The latest federal data shows that 25.5 million people were in Advantage plans as of November. In December, Moody’s reported that enrollment in Advantage plans had grown 10% throughout the year.

Cigna Corp. aims to grow its number of Advantage customers by 15% by the end of 2021. By the end of 2024, the Bloomfield, Conn.-based insurer aims to increase membership in its Advantage plans by 50%. 

“We’re systematically expanding our geographies, and we’ve added a new platform in terms of individual PPOs in 2020. So that continues to carry (us) forward,” Cigna CEO David Cordani said during the company’s third-quarter earnings call.

Another federally backed option may be on the horizon. Although the ACA’s fate is uncertain, with the Supreme Court expected to rule on its constitutionality in June, Brad Ellis, senior director of insurance at Fitch Ratings, said that he does not expect the law to be thrown out.

But a BidenCare plan could impact insurers, if President-elect Joe Biden succeeds in adding a public option, creating a competitor on the ACA exchange and automatically enrolling the lowest-income residents in coverage. 

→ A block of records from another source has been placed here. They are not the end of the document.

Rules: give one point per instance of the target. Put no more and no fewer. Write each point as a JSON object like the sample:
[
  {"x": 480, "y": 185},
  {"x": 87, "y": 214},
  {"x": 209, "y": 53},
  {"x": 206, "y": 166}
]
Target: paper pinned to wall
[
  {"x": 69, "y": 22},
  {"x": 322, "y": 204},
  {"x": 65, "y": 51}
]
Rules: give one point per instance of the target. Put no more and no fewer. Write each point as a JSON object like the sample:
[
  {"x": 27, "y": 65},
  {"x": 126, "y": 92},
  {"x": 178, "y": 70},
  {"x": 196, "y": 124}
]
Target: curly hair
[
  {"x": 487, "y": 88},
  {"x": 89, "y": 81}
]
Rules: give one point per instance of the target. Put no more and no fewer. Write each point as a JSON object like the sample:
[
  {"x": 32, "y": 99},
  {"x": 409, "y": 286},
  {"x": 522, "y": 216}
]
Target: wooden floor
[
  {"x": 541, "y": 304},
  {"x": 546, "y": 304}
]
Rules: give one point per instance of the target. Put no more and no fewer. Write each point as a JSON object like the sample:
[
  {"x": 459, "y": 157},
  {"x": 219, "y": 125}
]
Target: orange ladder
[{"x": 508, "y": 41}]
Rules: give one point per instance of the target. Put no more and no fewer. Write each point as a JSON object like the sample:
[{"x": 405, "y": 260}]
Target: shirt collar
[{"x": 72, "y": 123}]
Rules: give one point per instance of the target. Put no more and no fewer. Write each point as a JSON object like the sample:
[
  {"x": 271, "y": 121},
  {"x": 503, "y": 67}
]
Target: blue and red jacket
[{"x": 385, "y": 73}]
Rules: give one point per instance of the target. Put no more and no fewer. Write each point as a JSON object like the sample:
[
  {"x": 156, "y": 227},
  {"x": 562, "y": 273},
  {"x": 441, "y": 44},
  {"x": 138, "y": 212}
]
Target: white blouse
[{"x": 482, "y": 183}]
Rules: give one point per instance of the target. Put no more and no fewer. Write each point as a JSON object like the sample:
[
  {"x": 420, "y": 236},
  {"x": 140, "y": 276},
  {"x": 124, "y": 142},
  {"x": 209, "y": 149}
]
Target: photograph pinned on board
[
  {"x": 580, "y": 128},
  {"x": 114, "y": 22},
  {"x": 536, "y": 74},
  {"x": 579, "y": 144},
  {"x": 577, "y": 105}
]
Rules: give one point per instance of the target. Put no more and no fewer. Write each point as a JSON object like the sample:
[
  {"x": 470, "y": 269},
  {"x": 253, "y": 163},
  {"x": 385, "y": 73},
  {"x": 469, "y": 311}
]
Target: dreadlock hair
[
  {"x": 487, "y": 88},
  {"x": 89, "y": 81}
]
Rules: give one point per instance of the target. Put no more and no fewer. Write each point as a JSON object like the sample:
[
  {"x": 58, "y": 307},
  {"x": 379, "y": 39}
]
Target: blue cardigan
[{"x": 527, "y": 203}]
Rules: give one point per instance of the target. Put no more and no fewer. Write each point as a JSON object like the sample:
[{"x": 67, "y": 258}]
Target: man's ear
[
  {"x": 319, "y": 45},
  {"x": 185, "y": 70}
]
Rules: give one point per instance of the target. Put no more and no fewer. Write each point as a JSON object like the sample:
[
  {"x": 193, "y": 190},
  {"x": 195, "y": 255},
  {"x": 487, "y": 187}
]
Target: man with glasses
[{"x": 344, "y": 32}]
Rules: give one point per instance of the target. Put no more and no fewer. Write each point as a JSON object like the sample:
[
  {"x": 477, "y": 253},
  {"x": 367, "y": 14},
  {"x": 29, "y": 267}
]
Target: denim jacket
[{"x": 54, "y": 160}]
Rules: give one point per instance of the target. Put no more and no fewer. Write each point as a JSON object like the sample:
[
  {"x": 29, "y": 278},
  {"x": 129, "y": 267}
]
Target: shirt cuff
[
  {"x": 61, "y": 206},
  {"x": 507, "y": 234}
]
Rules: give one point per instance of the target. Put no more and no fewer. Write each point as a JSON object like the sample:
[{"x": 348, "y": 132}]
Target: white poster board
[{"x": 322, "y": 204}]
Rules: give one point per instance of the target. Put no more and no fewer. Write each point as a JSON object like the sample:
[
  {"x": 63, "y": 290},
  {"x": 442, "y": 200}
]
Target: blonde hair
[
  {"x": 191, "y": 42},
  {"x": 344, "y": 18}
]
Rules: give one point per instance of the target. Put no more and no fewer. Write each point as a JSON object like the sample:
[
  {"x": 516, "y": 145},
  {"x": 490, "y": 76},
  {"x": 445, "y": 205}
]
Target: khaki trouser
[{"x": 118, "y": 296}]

“Our main concern is not in 2021,” Ellis said. “But the potential for a public option, we consider that to be a moderate credit negative in that it would essentially provide a competitor, especially in the individual market that could conceivably run at losses.”

Where and how patients and providers connect will continue to evolve in 2021.

Moody’s estimates that $250 billion, or approximately 20% of all Medicare, Medicaid and commercial outpatient, office and home health spending, could eventually be virtualized. In 2021, the ratings agency expects 76% of consumers to be currently using, or open to using, digital healthcare services, up from 46% from last year.

In January, Cigna also plans to introduce a new virtual care reimbursement policy to ensure continued coverage of virtual care post-COVID.

“People’s usage of digital and telehealth rose over the pandemic and we expect that progression to stay with us and perhaps even improve,” said Stefan Kahandaliyanage, an analyst and assistant vice president at Moody’s. “Beyond just talking to a specialist, perhaps having devices that better monitor or provide more in-home services.”

Priority Health plans to continue investing in its predictive analytics platform and virtual behavioral health tool. The insurer will also extend its zero cost-sharing for telehealth services policy to at least March.

Investments in digital tools to help improve patients’ health and lower insurers’ cost of care will continue into 2021, Fitch’s Ellis said. And even though Centene Corp. already announced a deal to buy behavioral health provider Magellan Health (see related story, above), large deals that transform the industry are unlikely. “We’ll continue to see smaller, strategic acquisitions by companies where they’ll acquire tech companies or specialty pharmacies,” Ellis said. “Some companies are expanding further into the provision of care, buying surgical centers and medical groups.””

Looking more broadly, Ellis said the growth in insurers’ Medicare Advantage business, and an eye toward investing in lower-cost care for members, will keep insurers’ finances stable in 2021.

“I think at the end of the full year, you’re going to see the health insurance sector perform fairly well,” he said. “The path is going to be difficult, but the destination will be good.”